I've seen many of those victims myself, seen them carried out of the village we mortared, washed down with canteens after they were burned with napalm, exhumed from graves on a riverbank where they were buried alive.
But as bad as my Indochinese memories were, one image from a photograph I had seen as a child seemed to encapsulate the dark reverie I had fallen into. It had been taken by a Nazi photographer at Bergen-Belsen, and it showed a Jewish mother carrying her baby down a concrete ramp toward the gas chamber, while she led a little boy with her other hand and a girl of about nine walked behind her. The girl wore a short cloth coat like the ones children wore at my elementary school. The lighting in the picture was bad, the faces of the family shadowy and indistinct, but for some reason the little girl's white sock, which had worked down over her heel, stood out in the gloom as though it had been struck with a shaft of gray light.
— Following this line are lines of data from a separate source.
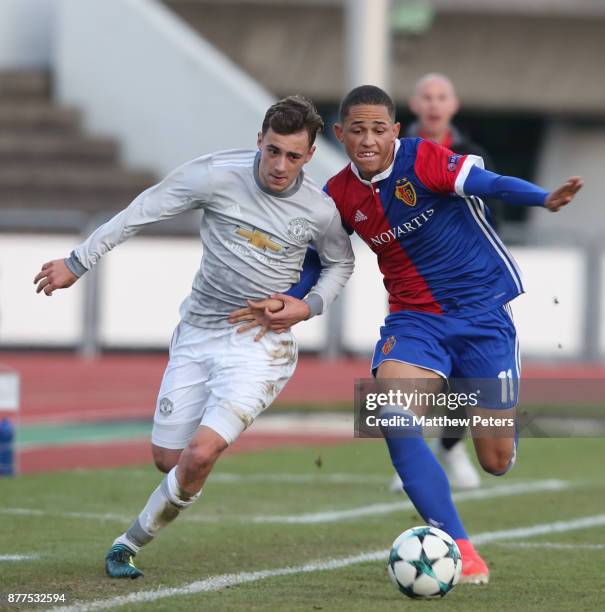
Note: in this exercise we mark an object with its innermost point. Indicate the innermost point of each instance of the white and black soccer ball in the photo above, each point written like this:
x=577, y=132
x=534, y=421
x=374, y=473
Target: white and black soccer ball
x=424, y=562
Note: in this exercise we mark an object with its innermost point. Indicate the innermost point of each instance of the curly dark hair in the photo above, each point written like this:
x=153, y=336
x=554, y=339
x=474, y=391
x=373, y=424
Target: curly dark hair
x=366, y=94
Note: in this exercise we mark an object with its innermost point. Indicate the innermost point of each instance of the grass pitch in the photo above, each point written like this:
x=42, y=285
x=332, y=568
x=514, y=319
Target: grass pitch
x=249, y=520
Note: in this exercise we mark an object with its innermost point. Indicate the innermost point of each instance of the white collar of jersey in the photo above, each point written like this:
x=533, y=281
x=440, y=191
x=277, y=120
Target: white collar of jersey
x=384, y=174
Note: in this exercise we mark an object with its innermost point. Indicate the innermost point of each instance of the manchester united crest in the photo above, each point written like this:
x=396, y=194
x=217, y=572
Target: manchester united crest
x=404, y=191
x=387, y=347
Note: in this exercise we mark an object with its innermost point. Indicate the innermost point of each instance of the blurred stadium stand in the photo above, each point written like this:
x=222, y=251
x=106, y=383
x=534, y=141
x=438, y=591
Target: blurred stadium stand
x=98, y=98
x=46, y=161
The image of her sock pushed down over her heel in that cold corridor had always stayed with me. I can't tell you why. But I feel the same way when I relive Annie's death, or remember Alafair's story about her Indian village, or review that tired old film strip from Vietnam. I commit myself once again to that black box that I cannot think myself out of.
Instead, I sometimes recall a passage from the Book of Psalms. I have no theological insight, my religious ethos is a battered one; but those lines seem to suggest an answer that my reason cannot, namely, that the innocent who suffer for the rest of us become anointed and loved by God in a special way; the votive candle of their lives has made them heaven's prisoners.
It rained during the night, and in the morning the sun came up soft and pink in the mist that rose from the trees across the bayou. I walked out to the road and got the newspaper from the mailbox and read it on the front porch with a cup of coffee.
The phone rang. I went inside and answered it.
"What are you doing driving around with the dyke?"
"Dunkenstein?" I said.
"That's right. What are you doing with the dyke?"
"None of your business."
"Everything she and Bubba do is our business."